The Bulldogs came in waves, throwing layers upon layers of exceptional talent and depth at the visiting Cougars over the final minutes. And to be sure, BYU bent a little bit — Gonzaga had whittled the lead down to three and had possession of the ball with six seconds left — but who wouldn't against a team like the Zags in an environment like The Kennel? Some bending under such pressure is understandable.

The most important thing is that the Cougars never broke. Gone were the bone-headed plays that the BYU faithful had been forced to endure in so many previous close games against top teams. Gone was the tentative decision-making and the permanent looks of impending doom etched across the players' faces.

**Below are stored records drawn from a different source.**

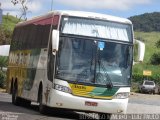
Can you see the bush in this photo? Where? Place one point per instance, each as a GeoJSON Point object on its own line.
{"type": "Point", "coordinates": [2, 79]}
{"type": "Point", "coordinates": [138, 78]}
{"type": "Point", "coordinates": [155, 59]}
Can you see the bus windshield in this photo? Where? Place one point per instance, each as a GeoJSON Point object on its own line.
{"type": "Point", "coordinates": [97, 28]}
{"type": "Point", "coordinates": [94, 61]}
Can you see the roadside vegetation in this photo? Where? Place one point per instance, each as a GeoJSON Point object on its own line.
{"type": "Point", "coordinates": [151, 38]}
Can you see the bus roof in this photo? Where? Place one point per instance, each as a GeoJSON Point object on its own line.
{"type": "Point", "coordinates": [77, 14]}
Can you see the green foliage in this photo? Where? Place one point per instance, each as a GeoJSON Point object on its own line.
{"type": "Point", "coordinates": [9, 22]}
{"type": "Point", "coordinates": [146, 22]}
{"type": "Point", "coordinates": [138, 78]}
{"type": "Point", "coordinates": [150, 39]}
{"type": "Point", "coordinates": [2, 79]}
{"type": "Point", "coordinates": [5, 36]}
{"type": "Point", "coordinates": [155, 59]}
{"type": "Point", "coordinates": [3, 61]}
{"type": "Point", "coordinates": [157, 44]}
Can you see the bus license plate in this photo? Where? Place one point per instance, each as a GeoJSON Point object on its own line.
{"type": "Point", "coordinates": [87, 103]}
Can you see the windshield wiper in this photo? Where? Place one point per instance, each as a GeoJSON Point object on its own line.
{"type": "Point", "coordinates": [109, 83]}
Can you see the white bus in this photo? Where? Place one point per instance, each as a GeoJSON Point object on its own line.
{"type": "Point", "coordinates": [73, 60]}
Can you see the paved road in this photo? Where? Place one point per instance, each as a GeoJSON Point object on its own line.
{"type": "Point", "coordinates": [138, 103]}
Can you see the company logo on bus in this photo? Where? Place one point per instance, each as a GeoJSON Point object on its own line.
{"type": "Point", "coordinates": [79, 87]}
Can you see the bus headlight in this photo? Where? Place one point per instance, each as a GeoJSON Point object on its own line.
{"type": "Point", "coordinates": [62, 88]}
{"type": "Point", "coordinates": [121, 95]}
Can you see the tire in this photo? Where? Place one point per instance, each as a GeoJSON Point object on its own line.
{"type": "Point", "coordinates": [104, 116]}
{"type": "Point", "coordinates": [42, 108]}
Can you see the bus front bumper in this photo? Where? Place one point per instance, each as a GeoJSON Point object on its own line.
{"type": "Point", "coordinates": [60, 99]}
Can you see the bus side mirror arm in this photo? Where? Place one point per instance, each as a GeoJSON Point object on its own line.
{"type": "Point", "coordinates": [55, 41]}
{"type": "Point", "coordinates": [141, 51]}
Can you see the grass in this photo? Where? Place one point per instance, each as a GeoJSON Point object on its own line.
{"type": "Point", "coordinates": [150, 39]}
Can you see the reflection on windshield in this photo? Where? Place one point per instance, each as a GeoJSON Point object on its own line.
{"type": "Point", "coordinates": [90, 61]}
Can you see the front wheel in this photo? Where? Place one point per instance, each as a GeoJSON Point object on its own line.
{"type": "Point", "coordinates": [42, 108]}
{"type": "Point", "coordinates": [15, 98]}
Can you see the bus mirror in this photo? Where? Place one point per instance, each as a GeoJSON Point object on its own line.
{"type": "Point", "coordinates": [55, 40]}
{"type": "Point", "coordinates": [140, 50]}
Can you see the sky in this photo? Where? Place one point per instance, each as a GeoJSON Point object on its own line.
{"type": "Point", "coordinates": [121, 8]}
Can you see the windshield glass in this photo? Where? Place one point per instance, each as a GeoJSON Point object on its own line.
{"type": "Point", "coordinates": [96, 28]}
{"type": "Point", "coordinates": [94, 61]}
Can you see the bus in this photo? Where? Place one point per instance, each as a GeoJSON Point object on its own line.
{"type": "Point", "coordinates": [72, 60]}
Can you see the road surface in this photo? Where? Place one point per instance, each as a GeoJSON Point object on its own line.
{"type": "Point", "coordinates": [139, 105]}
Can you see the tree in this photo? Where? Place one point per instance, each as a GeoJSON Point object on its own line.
{"type": "Point", "coordinates": [2, 36]}
{"type": "Point", "coordinates": [155, 58]}
{"type": "Point", "coordinates": [24, 8]}
{"type": "Point", "coordinates": [158, 44]}
{"type": "Point", "coordinates": [5, 36]}
{"type": "Point", "coordinates": [3, 62]}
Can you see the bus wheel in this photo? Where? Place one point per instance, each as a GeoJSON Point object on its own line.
{"type": "Point", "coordinates": [15, 98]}
{"type": "Point", "coordinates": [104, 116]}
{"type": "Point", "coordinates": [42, 108]}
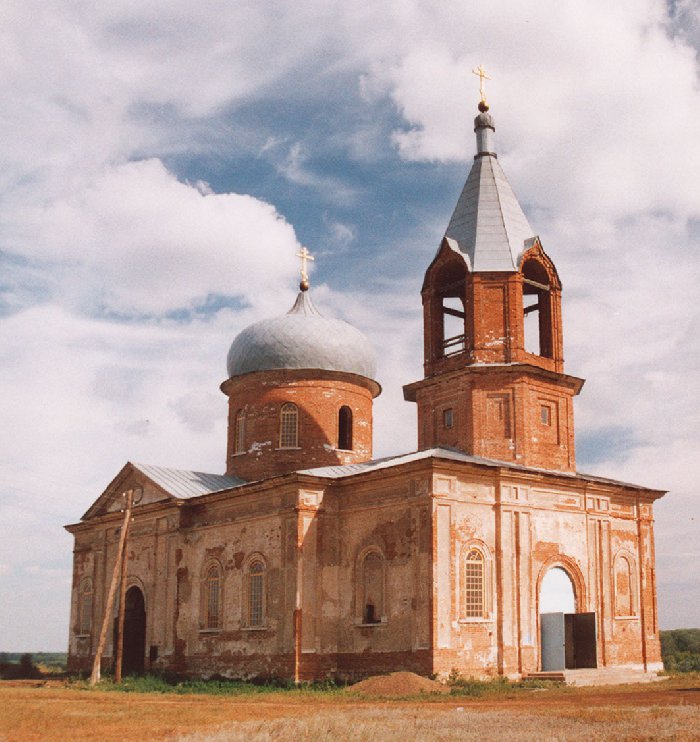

And as a result, gone was the pain of watching yet another one slip away.

BYU came to play when it mattered most in Spokane — and every player who saw the floor in those final minutes made a positive contribution, whether it was big or small, without which victory could not have been secured.

Think about Kyle Collinsworth's massive and-one layup and even bigger putback to effectively seal the game. Think about Tyler Haws, laboring through a frustrating night offensively, briefly finding his rhythm midway through the second half to keep the Zags at bay just a little bit longer. Think about Corbin Kaufusi's vicious, tone-setting block on Domantas Sabonis. Think about Skyler Halford's tireless defense and multiple tough jumpshots that killed any nascent Gonzaga momentum before it could fully form. Think about Frank Bartley's smart foul in the closing seconds to send the Zags to the line before they could attempt a potentially game-tying 3-point shot. Think about Ryan Andrus' gutsy free throws to finally put the No. 2-ranked team in the country away for good.

This was a great win and an even greater clutch performance by a team not previously known for its poise under pressure. Was it a perfect performance? No. Do I wish they wouldn't have slowed their offense down quite so much in the closing minutes and risked not getting good looks at the basket? Sure. Things could have gone badly, but they didn't — because the Cougars simply wouldn't let them. There was a focus, a determination and a fearlessness present in these players that simply wasn't there in similar situations earlier in the year.

That, in and of itself, is a mark of the great progress that Dave Rose and his staff have made with this team. It might have taken the better part of the season, but they got them here — in a position to beat one of the best teams in the country in their own building, to peak at the exact right time, and to potentially enter the NCAA Tournament on a hot streak and brimming with confidence. Whether or not they get the chance to realize that last one remains to be seen, but regardless of how the postseason picture shakes out, the Cougars have undoubtedly come a long way since that painful November night in Maui.

They've learned their lessons. They've figured out how to close games against good teams. Now let's see if they can close out their season on a high note.